My former roles include being a Racial-Equity Reporter in the Pacific Northwest at the Spokesman-Review. My award-winning reporting includes coverage of the Indigenous tribes of America’s Murdered and Missing Indigenous Person Movement (MMIP), anti-LGBTQ+ Idaho protests, and the lives of immigrants in Spokane such as boxer Fadya Hakere. I also taught seminars of race and reporting on white supremacy at Whitworth University and Gonzaga University too.

I’m all about authenticity. I love special projects. I have my own creative brand, blaQplight., a platform dedicated to educating, empowering and entertaining the Black community and our diaspora. To celebrate hip-hop’s 50th birthday, I served as the guest editor and curated Howard Magazine’s Fall ’23 issue “Hip-Hop+Howard.”

While out West, I was the founding editor of the Spokane Black Stories, an annual series which features Black high schoolers’ art in various mediums, primarily literary, every Black History Month. I was also commissioned to write for the Spectrum Yearbook in a series I named “Slice of Spectrum Life,” a mini-feature series detailing the Spokane’s queer community.

I have international works as well. For the U.K.-based, independent paper Hot Potato, I wrote about America’s 2020 presidential election from a Black women’s perspective. In 2019, I wrote an essay on working as the only Black, female sports reporter at Mississippi State University for ‘Unbias the News: Why diversity matters for journalism,’ a book featuring 31 journalists from around the world for the German-based anthology. I was a sports journalist for eight (8) years, covering SEC women’s basketball, the WNBA’s Washington Mystics, and a reporter on high school and little league sports throughout the East coast and in Mississippi during college.

Outside of my journalistic thesis, I am a nonfiction writer and Latin scholar. With an emphasis on Latin to English translation, semantic word choice, and sentence structures, my Latin scholarship is a focal point of my copyediting practices. My nonfiction has been recognized with a few awards such as my hybrid piece ‘Instagram is Nonfiction’ that placed second in Stellium Literary Magazine’s Cusp Prize. I won the $1,000 prize for TEXLANDIA’s Magazine’s 2022 Best in the Land Contest for my nonfiction short story ‘Party Favors.’

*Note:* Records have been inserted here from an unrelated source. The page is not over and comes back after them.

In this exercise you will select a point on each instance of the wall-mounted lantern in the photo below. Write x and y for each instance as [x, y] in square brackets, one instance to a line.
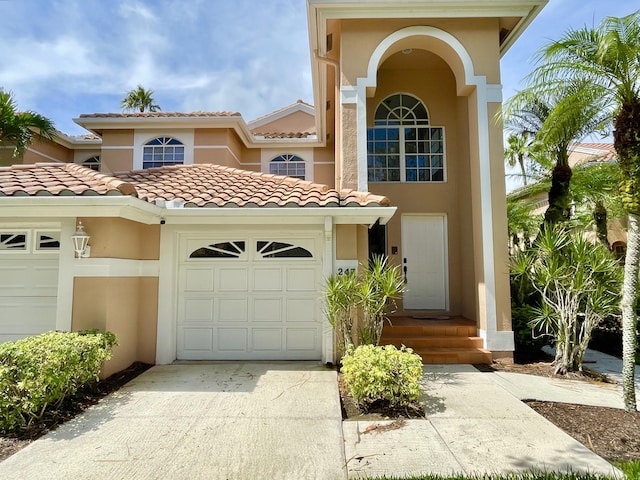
[81, 241]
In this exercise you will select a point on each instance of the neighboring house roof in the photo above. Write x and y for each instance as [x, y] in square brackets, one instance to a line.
[273, 135]
[202, 185]
[593, 152]
[58, 179]
[160, 114]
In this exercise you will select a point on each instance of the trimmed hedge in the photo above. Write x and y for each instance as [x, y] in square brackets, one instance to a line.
[39, 372]
[387, 374]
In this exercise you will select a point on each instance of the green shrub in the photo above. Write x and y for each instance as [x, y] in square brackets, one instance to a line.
[382, 373]
[39, 372]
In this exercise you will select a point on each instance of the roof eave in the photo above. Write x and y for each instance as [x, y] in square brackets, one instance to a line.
[132, 208]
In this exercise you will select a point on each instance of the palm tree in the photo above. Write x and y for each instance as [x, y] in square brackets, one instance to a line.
[139, 100]
[17, 129]
[606, 60]
[555, 118]
[517, 151]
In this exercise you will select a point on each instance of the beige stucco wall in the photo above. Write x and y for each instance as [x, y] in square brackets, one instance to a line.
[40, 151]
[433, 71]
[435, 86]
[324, 165]
[126, 306]
[479, 36]
[121, 238]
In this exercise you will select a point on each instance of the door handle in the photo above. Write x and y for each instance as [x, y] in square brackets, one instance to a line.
[404, 269]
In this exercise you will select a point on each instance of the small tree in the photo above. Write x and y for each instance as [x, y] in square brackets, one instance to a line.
[579, 284]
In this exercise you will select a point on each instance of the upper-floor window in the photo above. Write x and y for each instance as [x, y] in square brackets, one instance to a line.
[402, 146]
[93, 163]
[290, 165]
[162, 151]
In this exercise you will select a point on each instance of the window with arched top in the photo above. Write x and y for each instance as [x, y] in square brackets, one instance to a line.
[93, 163]
[289, 165]
[402, 146]
[162, 151]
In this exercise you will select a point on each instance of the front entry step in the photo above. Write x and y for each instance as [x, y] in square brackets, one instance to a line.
[448, 340]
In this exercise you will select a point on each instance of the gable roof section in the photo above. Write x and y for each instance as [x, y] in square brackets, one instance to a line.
[203, 185]
[209, 185]
[267, 126]
[58, 179]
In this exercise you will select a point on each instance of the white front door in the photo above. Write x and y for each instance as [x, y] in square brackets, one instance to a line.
[424, 262]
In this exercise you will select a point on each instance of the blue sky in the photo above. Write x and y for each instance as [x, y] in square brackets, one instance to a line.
[62, 58]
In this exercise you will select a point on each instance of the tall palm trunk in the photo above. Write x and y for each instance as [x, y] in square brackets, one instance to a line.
[559, 196]
[600, 218]
[629, 318]
[522, 168]
[627, 145]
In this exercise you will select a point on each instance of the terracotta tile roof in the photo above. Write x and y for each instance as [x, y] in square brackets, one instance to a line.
[209, 185]
[159, 114]
[603, 152]
[272, 135]
[59, 179]
[203, 185]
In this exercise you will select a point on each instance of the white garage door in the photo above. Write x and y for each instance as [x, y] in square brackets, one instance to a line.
[28, 283]
[249, 298]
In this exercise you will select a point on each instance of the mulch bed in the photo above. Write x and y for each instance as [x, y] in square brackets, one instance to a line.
[609, 432]
[11, 443]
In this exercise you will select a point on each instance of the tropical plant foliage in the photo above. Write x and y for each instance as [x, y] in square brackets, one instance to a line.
[357, 305]
[139, 100]
[579, 285]
[375, 373]
[20, 129]
[605, 60]
[39, 372]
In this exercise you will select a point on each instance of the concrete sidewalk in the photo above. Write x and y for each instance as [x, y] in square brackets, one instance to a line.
[200, 421]
[283, 421]
[477, 424]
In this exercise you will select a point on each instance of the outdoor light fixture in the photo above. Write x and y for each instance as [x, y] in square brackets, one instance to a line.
[80, 241]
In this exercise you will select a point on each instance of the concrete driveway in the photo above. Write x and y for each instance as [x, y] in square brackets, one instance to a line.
[200, 421]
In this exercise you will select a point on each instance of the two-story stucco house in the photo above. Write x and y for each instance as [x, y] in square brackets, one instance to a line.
[211, 237]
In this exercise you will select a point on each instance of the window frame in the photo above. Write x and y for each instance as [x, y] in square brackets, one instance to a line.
[396, 129]
[288, 160]
[166, 142]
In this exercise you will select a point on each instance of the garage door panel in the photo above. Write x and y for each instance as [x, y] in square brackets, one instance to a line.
[198, 280]
[301, 279]
[28, 277]
[24, 316]
[233, 279]
[302, 339]
[197, 339]
[233, 339]
[265, 306]
[267, 279]
[301, 310]
[198, 309]
[267, 309]
[232, 310]
[266, 339]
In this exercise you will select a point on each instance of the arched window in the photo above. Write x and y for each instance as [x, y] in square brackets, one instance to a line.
[93, 163]
[289, 165]
[401, 145]
[162, 151]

Contest judge and writer Cameron Dezen Hammon said, “At times, ‘Party Favors’ leans toward the psychic force of Kiese Laymon’s ‘Heavy,’ and the musicality of Junot Diaz’s ‘This Is How You Lose Her.’ This writer is one to watch.”

I use she/her pronouns. I’m from Odenton, Maryland and earned a degree from Mississippi State University where I obtained my bachelor’s in journalism and broadcasting.

In my spare time, if any, I like listening to Pharrell’s four-count intros, watching Southeastern Conference sports and hours-long thrift runs. B’Day is Beyonce’s best album.

I do not believe in the Oxford comma, but I won’t argue against the stylebook. My dream job is being the guest editor of the Merriam Webster AAVE dictionary in 2045.